Costa is also opening its first ‘commuter-focused’ concept store in Lewisham, London. It will see the company reformat part of the station to become one of eight new mini-format stores that will be opening over the next six months across London’s busiest stations.
The new stores will be focused on delivering a quick and efficient service to commuters. All the stores are takeaway only with some of the stores offering self-service ordering screens for those not wishing to queue to order. Consumers can also use Costa Coffee’s mobile ordering service, which is available through the free Costa Coffee club app.
All this contribute’s to a growing picture of how Costa is operating since it was bought by Coca-Cola last August. It’s new ready-to-drink range and concept stores highlight quick innovation and strategic marketing while the Piccadilly ad space is significant as it shows Coke’s willingness to prioritise the brand. There is no doubt this is the beginning of Costa’s revamp so keep a close eye on what is to come. MF
Sport England puts focus on getting people with health conditions to get active
Sport England had huge success with its campaign to get women taking more exercise, ‘This Girl Can’ managing to not only win creative awards but also elicit behaviour change. Now the government body is hoping to do the same for people with health conditions.

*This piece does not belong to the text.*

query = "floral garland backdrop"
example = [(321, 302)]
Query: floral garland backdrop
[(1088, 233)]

The ‘We are undefeatable’ campaign is once again based on clear insight: that people living with long-term health conditions are twice as likely to be inactive despite evidence that doing exercise can help manage conditions and reduce the impact of some symptoms. And the creative, from FCB Inferno, manages not to take a preachy tone, simply showing how people with conditions ranging from diabetes to cancer and arthritis can get active.
As with This Girl Can, Sport England is looking to change cultural norms around exercise to show not only is it for the super fit and healthy, but everybody. Its message will be pushed by the 15 health and social care charities it is working with, including Versus Arthritis, Macmillan Cancer Support and Age UK.
Any campaign that can improve life for those with long-running conditions is to be welcomed. Here’s hoping this is as successful as ‘This Girl Can’. SV
GoCompare tones down Gio Compario as part of brand overhaul
GoCompare, like the rest of the price comparison industry, faced a challenge. As the sector matures, growth is slowing and using advertising to be the brand shouting loudest is no longer working.
A marketing overhaul was needed, but what to do about Gio Compario? There’s no doubt the character has made GoCompare the well-recognised brand it is today. But he’s also annoying as hell. In focus groups, people called him “irritating” but also baulked at any ads that didn’t have him in.
The answer? Keep Gio but tone him down. In particular, the GoCompare ditty needed to go in favour of something with a bit more subtlety.
What CMO Zoe Harris and new agency Droga5 have hit on is a way to keep the awareness Gio brings while also improving the brand’s salience. That forces the viewer to see both Gio and GoCompare in a slightly different light.
“We are looking to maintain our brand character and top of mind performance while adding some depth and expertise to what we want to be known for,” Harris tells Marketing Week.